La Thaïlande aux prises avec un endettement élevé des ménages
Alors qu’un Thaïlandais sur trois est pris dans le piège de l’endettement, les partis politiques populistes promettent des solutions qui risquent d’endetter le pays avant les élections.
Kavita Wongyakasem, 48 ans, chef d’entreprise à Bangkok, lutte quotidiennement pour maintenir son foyer à flot.
Dirigeant une entreprise qui fournit des services à une grande société énergétique, elle possède une maison à Nonthaburi, conduit une camionnette et envoie ses deux filles dans de bonnes écoles.
Mais sous la surface, elle est endettée à hauteur de 8 millions de bahts (216 638 euros) et n’a pas d’économies.
« Chaque minute, j’y pense », admet Wongyakasem, les larmes aux yeux.
Cette histoire personnelle est le reflet d’un problème plus large en Thaïlande.
Selon la Banque des règlements internationaux, le pays affiche l’un des taux d’endettement des ménages par rapport au produit intérieur brut (PIB) les plus élevés d’Asie, dépassé seulement par la Corée du Sud et Hong Kong.

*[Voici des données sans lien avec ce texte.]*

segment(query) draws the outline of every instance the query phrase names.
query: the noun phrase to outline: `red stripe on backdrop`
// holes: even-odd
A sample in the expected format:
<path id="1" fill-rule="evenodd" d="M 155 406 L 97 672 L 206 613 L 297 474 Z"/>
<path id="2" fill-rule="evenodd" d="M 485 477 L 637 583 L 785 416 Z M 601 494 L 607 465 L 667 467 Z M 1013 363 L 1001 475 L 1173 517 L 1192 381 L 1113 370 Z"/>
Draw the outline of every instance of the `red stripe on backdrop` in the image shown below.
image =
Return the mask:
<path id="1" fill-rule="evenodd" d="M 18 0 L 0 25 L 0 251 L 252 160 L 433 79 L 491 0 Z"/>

La résolution de ce problème est devenue un point central des élections générales du 14 mai, tous les grands partis promettant des augmentations de salaire, des moratoires sur la dette, des prêts sans garantie et des aides.
Dans le passé, les politiques populistes ont contribué à l’augmentation de l’endettement des ménages, le gouvernement cherchant des solutions simples pour stimuler l’économie.
Par exemple, entre 2011 et 2012, l’administration de Yingluck Shinawatra a offert un rabais fiscal important aux personnes qui achetaient une voiture pour la première fois, ce qui a fait grimper en flèche le pourcentage d’endettement des ménages, qui est passé de 60,3 % au début de 2011 à 71,8 % à la fin de 2012.
Ce programme a finalement coûté au gouvernement un montant estimé à 91 milliards de bahts.
Pita Limjaroenrat, candidat au poste de Premier ministre pour le parti Move Forward, propose des révisions annuelles du salaire minimum pour s’attaquer au problème de l’inégalité qui perdure.
Pita Limjaroenrat a rapidement gagné en popularité et reconnaît « qu’une fois que vous êtes endetté, il vous est très difficile de gravir les échelons ».
En février, la Banque de Thaïlande a fait part de ses préoccupations concernant ce problème, déclarant que les ratios d’endettement des ménages devraient être ramenés de 86,9 % du PIB à la fin de 2022 à moins de 80 % afin d’atténuer les risques financiers.
Les analystes avertissent que les promesses électorales extravagantes des partis politiques pourraient accroître les risques macroéconomiques posés par la dette.
Selon les estimations de l’Institut thaïlandais de recherche sur le développement (TDRI), les politiques des neuf principaux partis pourraient s’élever à 3,14 trillions de bahts, soit un peu moins que le budget annuel de 3,18 trillions de bahts.
Le fardeau de la dette affecte de nombreux Thaïlandais et peut durer toute une vie.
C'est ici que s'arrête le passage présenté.